I will admit that some of the recipes in which I used coconut oil were not a success. When used in savory dishes such as Italian, tomato-based pasta sauces or Southwestern meals the sweetness of the coconut stood out and, well, let’s just say hubby walked away from the dinner table looking for more- but not more of what I had originally served. (I kind of knew those would not be a hit but had to try- in the name of culinary science) I have not yet had success using coconut oil in place of solid butter in baked goods but I know that others have, so I have not yet given up on that attempt.
I have found that I love coconut oil in main dishes that are designed to have a hint of sweetness such as my Sweet Pepper Stir Fry and a family favorite Coconut Curried Vegetables.
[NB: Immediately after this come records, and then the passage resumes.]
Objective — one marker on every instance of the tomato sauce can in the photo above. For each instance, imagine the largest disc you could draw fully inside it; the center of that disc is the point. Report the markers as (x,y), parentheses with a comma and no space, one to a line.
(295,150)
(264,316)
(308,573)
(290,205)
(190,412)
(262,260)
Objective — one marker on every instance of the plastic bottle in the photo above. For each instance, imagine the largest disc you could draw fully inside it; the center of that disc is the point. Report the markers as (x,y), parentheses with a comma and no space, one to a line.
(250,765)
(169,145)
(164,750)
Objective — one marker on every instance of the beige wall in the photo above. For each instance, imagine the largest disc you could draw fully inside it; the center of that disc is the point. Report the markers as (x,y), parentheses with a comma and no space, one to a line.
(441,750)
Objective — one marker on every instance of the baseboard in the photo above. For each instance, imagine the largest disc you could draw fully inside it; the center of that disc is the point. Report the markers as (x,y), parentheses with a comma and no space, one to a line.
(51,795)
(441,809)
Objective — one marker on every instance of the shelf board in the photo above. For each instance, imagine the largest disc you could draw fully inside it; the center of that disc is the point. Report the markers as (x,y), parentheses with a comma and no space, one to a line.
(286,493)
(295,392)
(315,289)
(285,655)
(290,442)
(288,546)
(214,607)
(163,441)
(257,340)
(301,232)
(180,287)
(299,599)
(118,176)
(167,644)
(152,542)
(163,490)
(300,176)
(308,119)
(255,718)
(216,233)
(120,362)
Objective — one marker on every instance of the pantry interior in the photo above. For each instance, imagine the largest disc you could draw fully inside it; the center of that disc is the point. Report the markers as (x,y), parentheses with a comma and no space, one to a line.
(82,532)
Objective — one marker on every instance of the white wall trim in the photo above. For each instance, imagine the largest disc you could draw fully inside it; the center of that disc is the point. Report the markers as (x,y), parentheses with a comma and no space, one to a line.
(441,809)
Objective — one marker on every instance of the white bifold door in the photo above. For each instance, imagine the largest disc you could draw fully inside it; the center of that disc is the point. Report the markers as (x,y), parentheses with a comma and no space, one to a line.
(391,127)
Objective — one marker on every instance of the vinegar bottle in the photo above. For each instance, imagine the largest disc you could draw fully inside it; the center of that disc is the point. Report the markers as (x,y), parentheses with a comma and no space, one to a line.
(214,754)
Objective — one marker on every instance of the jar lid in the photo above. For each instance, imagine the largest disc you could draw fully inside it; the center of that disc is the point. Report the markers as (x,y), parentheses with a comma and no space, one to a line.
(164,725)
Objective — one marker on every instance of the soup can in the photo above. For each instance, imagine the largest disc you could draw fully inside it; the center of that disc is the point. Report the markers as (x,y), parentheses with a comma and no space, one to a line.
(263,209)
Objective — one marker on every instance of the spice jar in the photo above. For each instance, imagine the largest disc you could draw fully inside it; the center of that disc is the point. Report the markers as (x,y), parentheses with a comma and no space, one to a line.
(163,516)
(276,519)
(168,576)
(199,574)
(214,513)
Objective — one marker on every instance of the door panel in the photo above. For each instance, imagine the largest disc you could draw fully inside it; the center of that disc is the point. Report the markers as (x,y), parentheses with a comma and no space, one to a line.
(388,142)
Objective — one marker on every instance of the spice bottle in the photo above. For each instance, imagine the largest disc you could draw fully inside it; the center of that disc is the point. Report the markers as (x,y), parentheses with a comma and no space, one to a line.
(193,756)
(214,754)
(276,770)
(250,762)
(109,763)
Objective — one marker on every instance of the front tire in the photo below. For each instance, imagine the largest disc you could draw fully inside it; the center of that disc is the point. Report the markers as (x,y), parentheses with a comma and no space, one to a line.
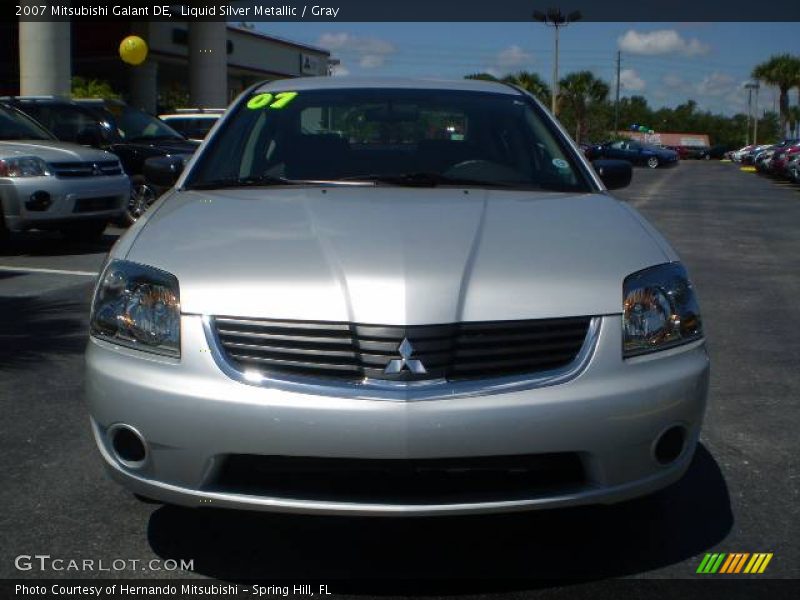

I have used it in several grain-free baked good recipes including Banana Walnut Bread, and have been pleased with the results. I have also started using it to replace melted butter in some of my favorite desserts. Gluten-free donuts cooked in coconut oil were a successful (albeit costly) treat, and I would imagine that breaded chicken or coconut crusted shrimp cooked in the oil would be equally delicious.
There are several other recipes I want to attempt. I am particularly intrigued by the homemade chocolate ice cream topping from Thomas Keller. Supposedly it works just like my guilty pleasure “Magic Shell” (I know, it’s sick but I love that stuff). Although I haven’t tried it yet, it sounds so fabulous I decided to include the recipe published in the New York Times.
This is such a healthful, versatile ingredient that it has become one of my new favorites. I have had a lot of fun seeing which recipes will handle a “coconut makeover”. I hope that you will try some of my concoctions and experiment with your own; then come back and share your favorite ways of incorporating coconut oil into your meals. Happy Cooking!